Batmanglij Makes you Hear the Sound and the Fury
Between moments of oddly comic happenings, there are such morbid, chilling, and delightful instances in Zal Batmanglij’s debut, Sound of My Voice, one can’t help but see that a well written narrative, when paired with the right talent, perfectly captures brilliant moments of movie magic. Batmanglij (brother Rostam is a bandmember of Vampire Weekend) co-wrote the film with actress Brit Marling, and together, they’ve created one of the most absorbing and impressive films you’re apt to see this year.
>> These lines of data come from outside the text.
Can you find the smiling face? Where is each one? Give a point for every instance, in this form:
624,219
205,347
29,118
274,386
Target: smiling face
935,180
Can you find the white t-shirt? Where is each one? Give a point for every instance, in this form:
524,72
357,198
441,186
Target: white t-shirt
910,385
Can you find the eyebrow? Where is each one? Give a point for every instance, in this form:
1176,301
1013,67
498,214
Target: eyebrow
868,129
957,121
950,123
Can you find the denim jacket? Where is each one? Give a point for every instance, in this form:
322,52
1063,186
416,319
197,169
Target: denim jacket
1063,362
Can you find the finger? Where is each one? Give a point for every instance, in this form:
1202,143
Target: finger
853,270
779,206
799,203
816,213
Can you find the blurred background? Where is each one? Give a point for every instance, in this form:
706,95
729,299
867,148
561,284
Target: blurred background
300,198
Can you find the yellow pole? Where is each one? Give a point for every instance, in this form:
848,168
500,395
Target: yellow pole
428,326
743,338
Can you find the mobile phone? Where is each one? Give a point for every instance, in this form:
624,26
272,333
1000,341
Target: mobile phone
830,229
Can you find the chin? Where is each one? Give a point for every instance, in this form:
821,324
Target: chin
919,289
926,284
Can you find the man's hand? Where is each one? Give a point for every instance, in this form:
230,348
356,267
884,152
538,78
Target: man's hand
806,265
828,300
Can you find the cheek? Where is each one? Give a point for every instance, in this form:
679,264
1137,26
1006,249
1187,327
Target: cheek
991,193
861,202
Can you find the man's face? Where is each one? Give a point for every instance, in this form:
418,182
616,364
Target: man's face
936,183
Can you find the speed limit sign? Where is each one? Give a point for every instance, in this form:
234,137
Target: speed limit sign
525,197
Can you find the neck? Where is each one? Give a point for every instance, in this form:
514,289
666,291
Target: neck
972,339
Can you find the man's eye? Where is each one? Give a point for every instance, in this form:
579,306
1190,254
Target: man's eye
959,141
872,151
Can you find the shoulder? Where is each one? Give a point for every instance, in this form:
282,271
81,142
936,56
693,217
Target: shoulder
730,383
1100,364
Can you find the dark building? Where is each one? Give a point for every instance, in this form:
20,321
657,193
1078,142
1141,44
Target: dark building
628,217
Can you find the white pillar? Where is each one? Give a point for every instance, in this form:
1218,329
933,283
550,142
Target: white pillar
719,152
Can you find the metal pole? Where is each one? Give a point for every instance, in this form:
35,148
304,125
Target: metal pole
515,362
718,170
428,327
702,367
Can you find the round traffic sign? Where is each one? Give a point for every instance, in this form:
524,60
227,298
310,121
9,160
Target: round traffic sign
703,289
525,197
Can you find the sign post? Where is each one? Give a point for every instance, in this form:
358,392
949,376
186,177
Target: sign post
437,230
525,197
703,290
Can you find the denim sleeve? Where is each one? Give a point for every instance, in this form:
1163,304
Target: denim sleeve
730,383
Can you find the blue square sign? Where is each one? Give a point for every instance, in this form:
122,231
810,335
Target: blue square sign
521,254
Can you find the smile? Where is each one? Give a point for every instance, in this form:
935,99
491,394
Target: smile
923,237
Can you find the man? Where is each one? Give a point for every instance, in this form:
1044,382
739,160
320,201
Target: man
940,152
The film opens with Peter (Christopher Denham) and Lorna (Nicole Vicius), a couple from Silver Lake, going undercover to explore a cult in the San Fernando Valley for a documentary film they’re making. We’re quickly introduced to Maggie (Marling), the ailing but mesmerizing and enigmatic cult leader, grooming new members of her following in a secret suburban basement, professing to be from the year 2054. Each time they encounter Maggie, Peter and Lorna attempt to smuggle in recording devices, but at the same time, are ever closer to falling under Maggie’s uncanny spell. When Peter is assigned to kidnap a young child that Maggie believes to be her mother, both Lorna and Peter have to examine to what degree they may have already been sucked into Maggie’s crazy plan and how far they’re willing to go.
While Sound of My Voice may sound spectacular, it’s quite a meditative and quietly uneasy picture, one fraught with several sequences of queasy tension and many more scenes of discomfort. It’s clear that Brit Marling may be one of the most intriguing new figures in the American film scene (she’s co-writer and star of both this film and 2011’s Another Earth). She commands every frame of film here, her depiction of Maggie terrifying in its grounded palpability, every sentence a calculated, delirious spell. Her glorious mane of golden hair frames her open and candid face and you can’t help but want to believe her story is true. Equally compelling are the two leads, (Nicole Vicius is quite an interesting screen presence, her exotic visage reminiscent of the underrated Deborah Kara Unger) in particular, Christopher Denham. One captivating scene sees the cynical Peter being confronted by Maggie in front of the group. She’s noticed he is unable to participate in their activities with the same amount of zeal. Reducing him to tears in a matter of moments, the confused Lorna questions their continuation with the project afterwards. Peter says he had to do what he needed to do to survive the moment, but both Lorna and the audience aren’t so sure.
Blocked off into to ten parts, Sound of My Voice clips quickly along to an extremely delicious finale. Boasting an excellent soundtrack, a tightly written narrative and noteworthy performances (and a creepy, uncredited cameo from James Urbaniak), Sound of My Voice is odd, funny, and compelling.